Almost always, a woman is diagnosed with sexual arousal disorder when she reports her concerns to her gynecologist (a doctor who specializes in matters related to women’s health); However, she can discuss it with her family doctor or psychologist. The doctor will take a complete medical and psychiatric history, including a list of medications the patient is currently taking. Then, the doctor will perform a physical examination of the patient to assess the medical dimensions of the disease; If necessary, blood and urine samples may be taken for lab tests to rule out diabetes and to rule out any previously unrecognized medical conditions. To be diagnosed with sexual arousal disorder, you must have a persistent or intermittent decreased hydration response and bloating over a while. It’s normal for women to sometimes have problems with sexual arousal, and these temporary difficulties are not the same as sexual arousal disorders.
Psychological therapy or talk therapy is the most common treatment for psychological manifestations of sexual arousal disorder in women. Sex therapy focuses first on the sexual disorder. A sex therapist has a special exercise that helps individuals and couples overcome their sexual problems. Conventional psychotherapy focuses on solving relationship problems, seeking to eliminate problems, open up feelings, improve communication, and develop strategies for solving problems. There are many couples with the sexual disorder who develop relationship problems around sexual desires, and they benefit from conventional psychiatry even if the sexual arousal disorder is overcome.

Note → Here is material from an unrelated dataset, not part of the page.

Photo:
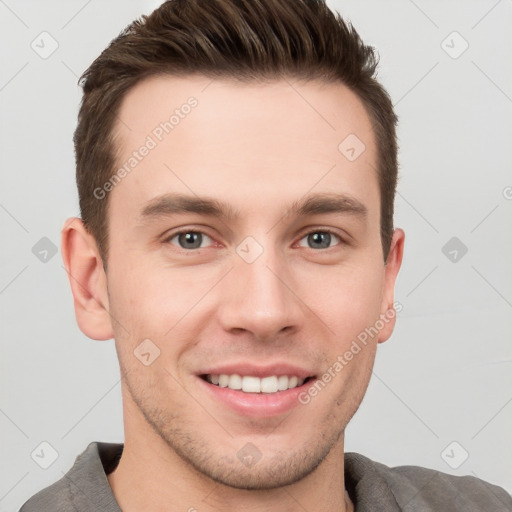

Other treatments vary depending on the cause of a woman’s sexual arousal disorder. When there are physical causes, the cause of the problem or disease is treated. Many women with hypohydration (vaginal discharge) caused by the natural decline in hormone levels associated with aging are treated with hormone replacement therapy. Also, pharmacies have over-the-counter products that provide women with a natural gel moisturizer. Many women find these products satisfactory, especially if they only have temporary problems with sexual arousal.
There is a medical device (Eros-CTD) authorized for use used in consultation with a doctor that works to increase blood flow, increase sensation and increase vaginal secretions
Predict the course of the disease
Women’s sexual arousal disorder has many causes, so the individual response to treatment varies greatly. Problems with hydration and menopause generally have a good prognosis. While stress-related libido issues are resolved once the cause of stress is eliminated. Often you need some time to work together on solving relationship problems, whether caused or caused by the sexual disorder. This process requires time and a shared commitment to problem-solving.
There is no sure way to prevent sexual arousal disorder in women. Eating healthy food, balanced meals, taking enough rest, periodic follow-up with the gynecologist, and seeking counseling or psychological treatment at the beginning of relationship problems, all of this may help reduce sexual arousal problems.